Z Gallerie
- Company type: Subsidiary
- Industry: Retail
- Founded: 1979; 47 years ago in Sherman Oaks, California
- Founders: Joe Zeiden; Mike Zeiden; Carole Malfatti;
- Headquarters: Dallas, Texas, United States
- Products: Furniture; Art; Decor; Lighting; Housewares; Bedding; Rugs; Tableware;
- Parent: Karat Home Inc. (2024–present);
- Website: zgallerie.com

= Z Gallerie =

Retail store chain in the United States

Z Gallerie is an American chain of home furnishing, art and decor retail stores founded by siblings Joe Zeiden, Mike Zeiden, and Carole Malfatti in Sherman Oaks, California in 1979. The operation began as a small poster shop and started opening combined retail locations in 1982. The retailer was acquired by Brentwood Associates Private Equity V LP in 2014. Karat Home Inc. acquired Z Gallerie on Jan 19, 2024.

==History==
In 1979, three siblings, Joe Zeiden, Carole Malfatti and Mike Zeiden opened a small poster shop in Sherman Oaks, California. Together, they operated the store during the day and framed posters at night in their parents garage in Van Nuys, California.

They moved their production poster company out of their childhood home and into an actual warehouse and before long, the young siblings had a number of locations across Los Angeles, California. They began to conceptualize stores that carried more than just poster art. Their vision was to create a collection of fashion-forward and exclusive home furnishings, art and accessories at an affordable price.

In 1982, the company diversified into home furnishings with the opening of its "Metro Dezign" store in Santa Monica, California. In June 1983 they combined their two stores under one roof and opened its first combination store, which included art, home furnishing and home accessories in San Francisco, California.

On April 10, 2009, the 54-store chain filed for Chapter 11 bankruptcy. On October 27, 2009, the retailer announced they had emerged from Chapter 11 bankruptcy with a $22 million financing package from Wells Fargo Business Credit.

On October 14, 2014, it was announced that Brentwood Associates Private Equity V LP acquired a majority stake in the retailer.

On March 11, 2019, Z Gallerie announced that it has filed voluntary petitions to restructure under Chapter 11 of the U.S. Bankruptcy Code in the United States Bankruptcy Court for the District of Delaware.

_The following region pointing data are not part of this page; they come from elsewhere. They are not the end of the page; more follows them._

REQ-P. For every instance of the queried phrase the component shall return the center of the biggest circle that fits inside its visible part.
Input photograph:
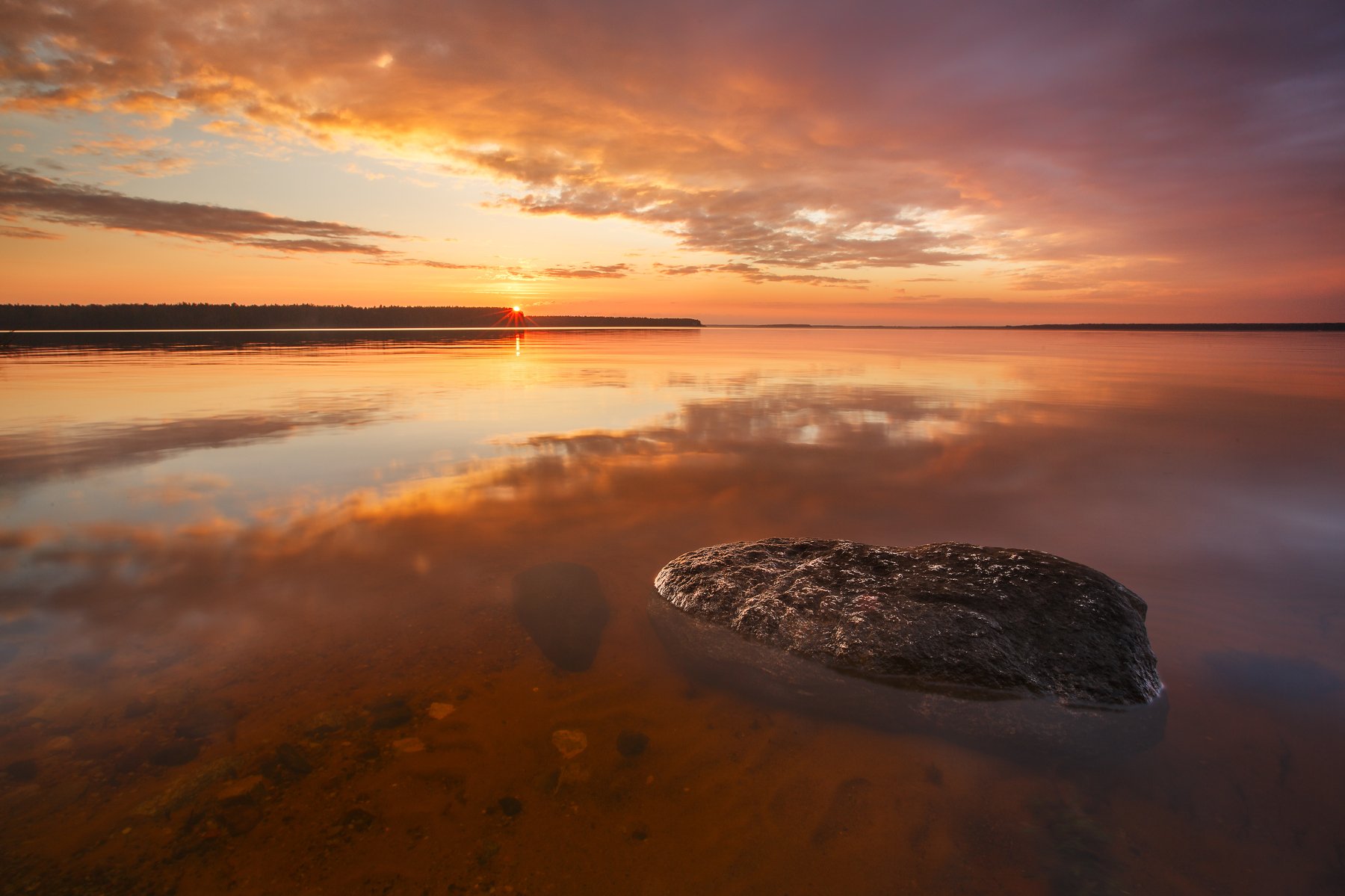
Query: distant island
(1190, 327)
(307, 316)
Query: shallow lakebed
(257, 626)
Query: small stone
(294, 759)
(631, 743)
(238, 817)
(389, 714)
(23, 770)
(571, 743)
(356, 820)
(175, 754)
(240, 788)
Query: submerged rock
(993, 645)
(561, 606)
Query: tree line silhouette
(215, 316)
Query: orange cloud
(871, 136)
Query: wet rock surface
(1017, 647)
(564, 610)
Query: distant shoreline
(1141, 327)
(220, 318)
(107, 322)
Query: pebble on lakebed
(1017, 650)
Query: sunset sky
(849, 161)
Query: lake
(257, 634)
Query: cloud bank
(1137, 144)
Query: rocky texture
(561, 606)
(1010, 646)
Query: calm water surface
(257, 637)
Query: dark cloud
(25, 193)
(756, 275)
(26, 233)
(785, 135)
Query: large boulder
(1010, 647)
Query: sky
(744, 161)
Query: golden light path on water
(269, 568)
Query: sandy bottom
(417, 753)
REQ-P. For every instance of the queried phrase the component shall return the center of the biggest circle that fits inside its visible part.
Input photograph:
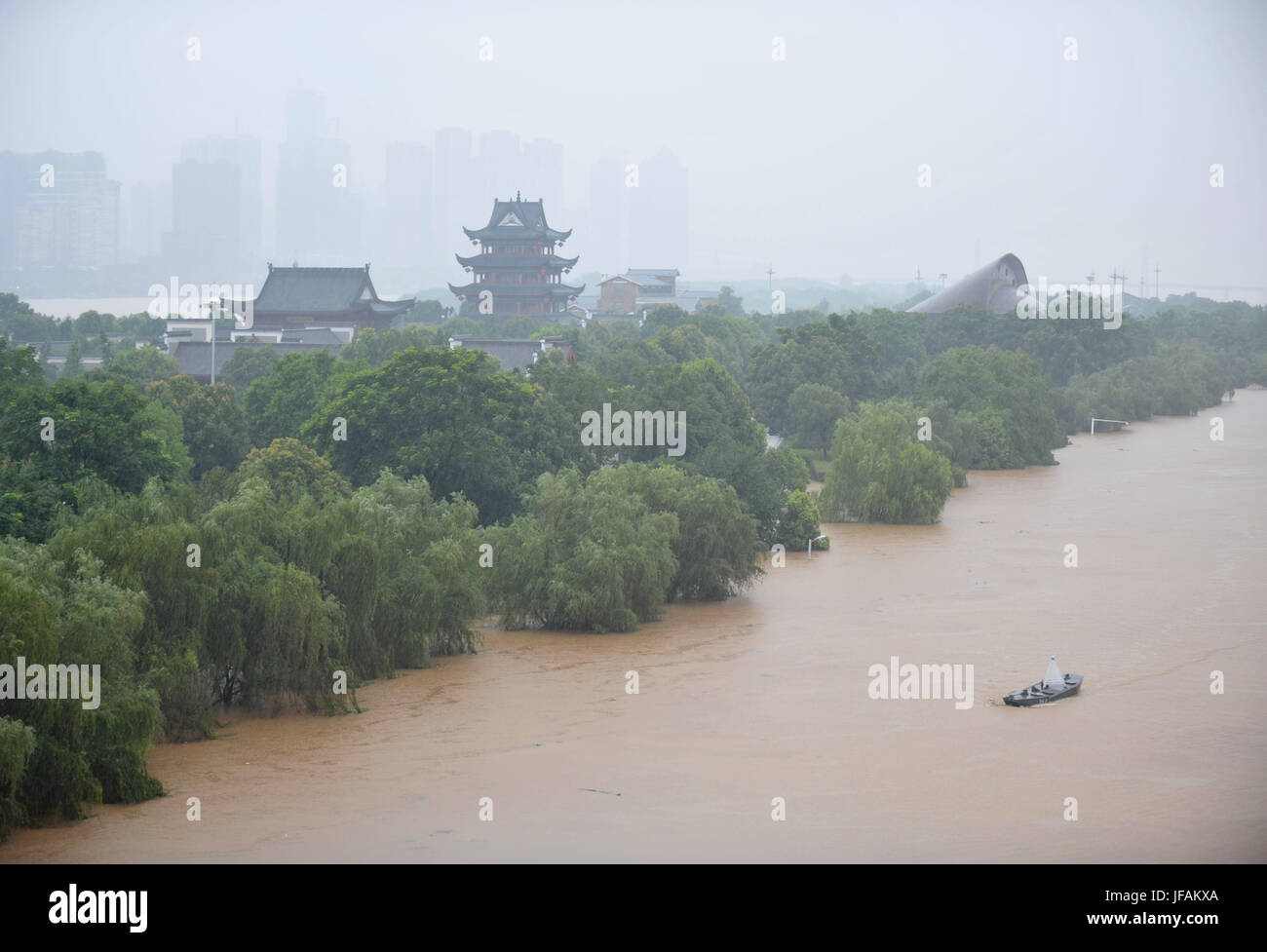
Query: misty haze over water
(768, 136)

On July 1, 2019, it was announced that DirectBuy acquired Z Gallerie's assets through a bankruptcy auction for $20.3 million. The acquisition included the retailer's headquarters in Gardena, California and at least 32 stores. It was also announced that 17 locations would be closed with more closures being planned.

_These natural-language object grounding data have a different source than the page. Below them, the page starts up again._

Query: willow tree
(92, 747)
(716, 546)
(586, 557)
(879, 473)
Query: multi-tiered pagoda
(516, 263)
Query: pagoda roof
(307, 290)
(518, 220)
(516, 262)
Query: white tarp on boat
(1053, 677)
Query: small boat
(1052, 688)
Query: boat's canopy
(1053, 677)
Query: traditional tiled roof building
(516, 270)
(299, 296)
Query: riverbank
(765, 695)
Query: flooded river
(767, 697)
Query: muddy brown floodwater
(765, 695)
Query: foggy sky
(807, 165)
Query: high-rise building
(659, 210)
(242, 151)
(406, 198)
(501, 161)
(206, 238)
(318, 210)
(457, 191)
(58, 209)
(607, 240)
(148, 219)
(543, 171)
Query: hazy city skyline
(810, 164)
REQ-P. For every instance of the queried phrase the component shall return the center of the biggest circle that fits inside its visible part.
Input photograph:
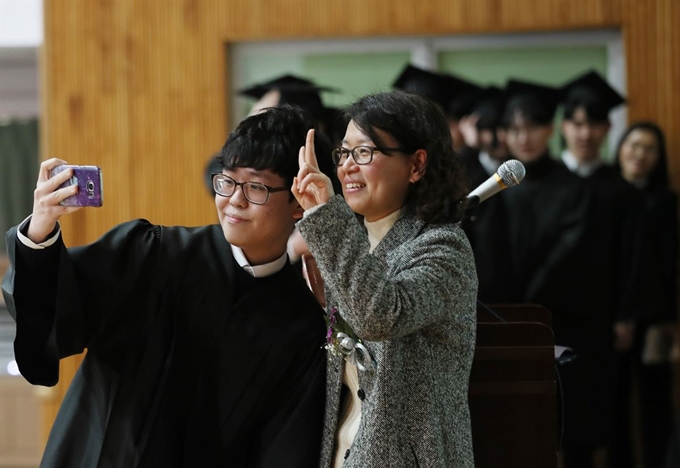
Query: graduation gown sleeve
(66, 301)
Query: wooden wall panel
(139, 87)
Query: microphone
(509, 174)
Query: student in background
(642, 161)
(485, 224)
(548, 215)
(609, 261)
(447, 91)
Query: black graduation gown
(605, 293)
(549, 215)
(546, 219)
(658, 251)
(486, 228)
(190, 361)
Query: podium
(513, 395)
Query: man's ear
(419, 161)
(298, 211)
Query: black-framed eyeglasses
(361, 154)
(254, 192)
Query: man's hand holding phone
(49, 196)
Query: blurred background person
(547, 222)
(642, 161)
(447, 91)
(607, 289)
(485, 224)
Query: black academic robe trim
(183, 369)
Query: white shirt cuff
(29, 243)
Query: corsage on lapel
(342, 341)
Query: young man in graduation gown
(547, 222)
(610, 261)
(485, 224)
(203, 344)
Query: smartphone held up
(89, 182)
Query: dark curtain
(19, 160)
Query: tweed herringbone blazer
(413, 303)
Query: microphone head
(511, 172)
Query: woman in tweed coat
(403, 279)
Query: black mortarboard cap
(461, 94)
(589, 87)
(295, 91)
(285, 83)
(488, 105)
(536, 95)
(425, 83)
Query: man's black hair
(271, 140)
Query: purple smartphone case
(90, 189)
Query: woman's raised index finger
(310, 154)
(46, 167)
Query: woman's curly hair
(416, 123)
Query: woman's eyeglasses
(361, 154)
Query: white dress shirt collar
(259, 271)
(581, 169)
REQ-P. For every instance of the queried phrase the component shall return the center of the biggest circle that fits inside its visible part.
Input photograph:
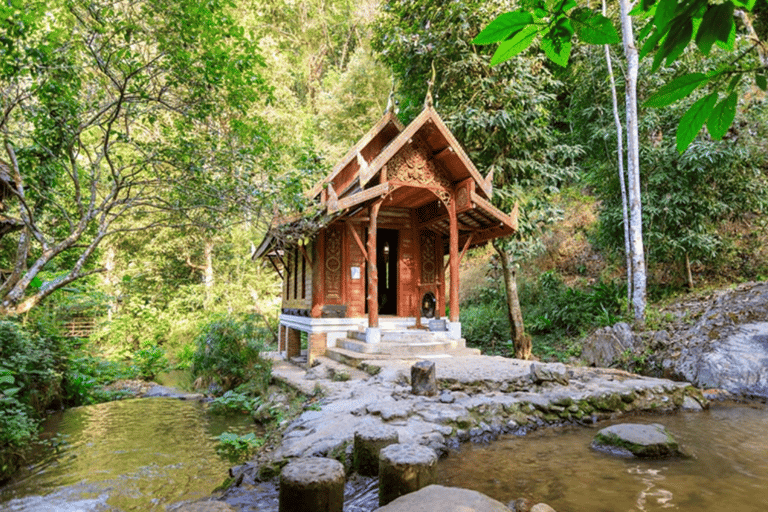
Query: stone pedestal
(313, 484)
(423, 380)
(368, 443)
(405, 468)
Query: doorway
(386, 264)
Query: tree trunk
(688, 272)
(206, 268)
(522, 343)
(620, 162)
(633, 167)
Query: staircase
(397, 343)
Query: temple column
(373, 333)
(454, 326)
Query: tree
(99, 104)
(502, 115)
(670, 29)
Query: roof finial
(430, 84)
(392, 103)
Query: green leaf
(761, 82)
(503, 26)
(593, 28)
(716, 25)
(722, 117)
(676, 89)
(746, 4)
(729, 43)
(665, 11)
(734, 81)
(680, 33)
(694, 120)
(557, 48)
(521, 41)
(651, 42)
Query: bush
(150, 361)
(236, 448)
(551, 307)
(229, 354)
(30, 381)
(232, 402)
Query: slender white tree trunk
(633, 166)
(620, 161)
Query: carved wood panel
(412, 165)
(333, 264)
(428, 267)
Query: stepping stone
(313, 484)
(369, 441)
(404, 468)
(635, 440)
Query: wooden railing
(79, 327)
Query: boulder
(312, 483)
(203, 506)
(405, 468)
(609, 345)
(444, 499)
(549, 372)
(635, 440)
(369, 440)
(423, 379)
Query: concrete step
(350, 357)
(410, 346)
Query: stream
(138, 454)
(146, 454)
(727, 468)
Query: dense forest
(146, 146)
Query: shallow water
(727, 470)
(140, 454)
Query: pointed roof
(362, 176)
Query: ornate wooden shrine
(399, 212)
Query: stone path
(481, 398)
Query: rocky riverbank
(480, 399)
(714, 340)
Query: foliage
(233, 402)
(569, 311)
(85, 375)
(669, 26)
(150, 361)
(30, 381)
(554, 314)
(485, 322)
(114, 114)
(238, 448)
(229, 353)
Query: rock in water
(444, 499)
(423, 379)
(405, 468)
(634, 440)
(312, 483)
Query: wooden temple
(399, 212)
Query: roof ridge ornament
(392, 104)
(430, 83)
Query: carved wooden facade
(403, 205)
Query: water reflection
(728, 467)
(127, 455)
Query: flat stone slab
(444, 499)
(631, 439)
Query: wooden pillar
(318, 276)
(453, 299)
(373, 272)
(416, 237)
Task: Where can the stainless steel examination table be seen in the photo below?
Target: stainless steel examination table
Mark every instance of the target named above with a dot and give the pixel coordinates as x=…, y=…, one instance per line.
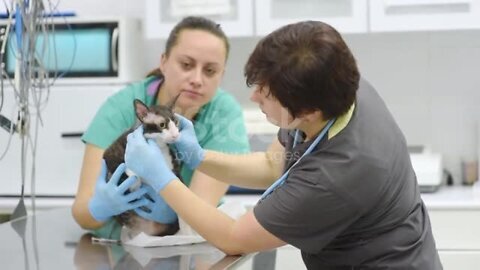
x=50, y=239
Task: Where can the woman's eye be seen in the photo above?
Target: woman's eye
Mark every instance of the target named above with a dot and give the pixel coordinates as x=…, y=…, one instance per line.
x=210, y=71
x=186, y=65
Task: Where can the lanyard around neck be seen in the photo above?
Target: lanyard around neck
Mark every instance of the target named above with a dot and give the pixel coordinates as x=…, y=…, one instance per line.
x=282, y=178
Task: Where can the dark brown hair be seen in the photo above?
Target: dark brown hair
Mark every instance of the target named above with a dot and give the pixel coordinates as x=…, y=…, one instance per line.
x=192, y=23
x=307, y=67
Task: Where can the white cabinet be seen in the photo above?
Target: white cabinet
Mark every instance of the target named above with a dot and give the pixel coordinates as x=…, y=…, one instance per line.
x=455, y=217
x=415, y=15
x=347, y=16
x=234, y=16
x=66, y=115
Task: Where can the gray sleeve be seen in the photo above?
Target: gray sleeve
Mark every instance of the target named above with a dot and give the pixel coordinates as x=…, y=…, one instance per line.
x=306, y=211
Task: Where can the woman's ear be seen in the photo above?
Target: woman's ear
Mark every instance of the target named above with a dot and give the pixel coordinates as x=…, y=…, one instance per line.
x=312, y=117
x=163, y=60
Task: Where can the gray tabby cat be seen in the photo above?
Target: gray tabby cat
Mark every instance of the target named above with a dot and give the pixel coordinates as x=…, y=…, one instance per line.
x=159, y=123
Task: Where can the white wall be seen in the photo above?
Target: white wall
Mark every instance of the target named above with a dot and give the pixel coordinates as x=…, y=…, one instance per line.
x=430, y=81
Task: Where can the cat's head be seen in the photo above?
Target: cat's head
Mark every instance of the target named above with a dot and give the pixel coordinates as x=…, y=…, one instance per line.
x=158, y=121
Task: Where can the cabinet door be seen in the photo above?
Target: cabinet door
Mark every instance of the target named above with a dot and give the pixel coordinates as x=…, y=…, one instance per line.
x=234, y=16
x=456, y=229
x=59, y=153
x=415, y=15
x=347, y=16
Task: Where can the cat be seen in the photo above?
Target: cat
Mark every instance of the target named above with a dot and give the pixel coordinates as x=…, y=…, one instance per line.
x=159, y=123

As of October 2022, the company had 25 stores remaining in operation, with just three states -- California, Florida and Texas -- accounting for half of all these locations.

On October 16, 2023, Z Gallerie's parent - DirectBuy - filed for bankruptcy, which marked Z Gallerie's third bankruptcy filing. The company planned to close all of its stores and seek a new buyer during the bankruptcy process. If no buyer was found, the company would have converted its bankruptcy to Chapter 7 and liquidate. 21 Z Gallerie locations conducted liquidation sales on October 25, 2023, and all stores shuttered by the end of 2023.

On January 19, 2024, Karat Home purchased furniture retailer Z Gallerie out of bankruptcy for $7.2 million and plans to rebuild the business with a goal to open physical Z Gallerie stores in 2025.

==Anti-dumping==
In early 2014, the Department of Justice launched an investigation into a number of wooden bedroom furniture manufacturers that imported goods from China and the retailers to which the furniture was sold. As part of the investigation, the Department of Justice claimed that Z Gallerie and its suppliers mislabeled products they were importing into the United States in order to avoid customs duties. In 2016, Z Gallerie agreed to pay $15 million to settle the allegations.

==Charitable causes==
Z Gallerie contributed a portion of sales to organizations during many of its grand openings and special events. Z Gallerie partnered with the Pancreatic Cancer Action Network in 2002. Between November 2 to November 4, 2012, it donated 10% of sales and $5 of each purchase of its aubergine Esque candle. In October 2014, it donated 10% of all sales for its location in The Mall at University Town Center. Between November 14 to November 16, 2014 it donated 10% of all sales from the Z Gallerie card.

It also donated 10% of all sales during its grand openings of its Carlsbad location in February 2004, its Watters Creek location in May 2013, its Village Meridian location in June 2014, and its Oakbrook Center in August 2014 to the American Diabetes Association.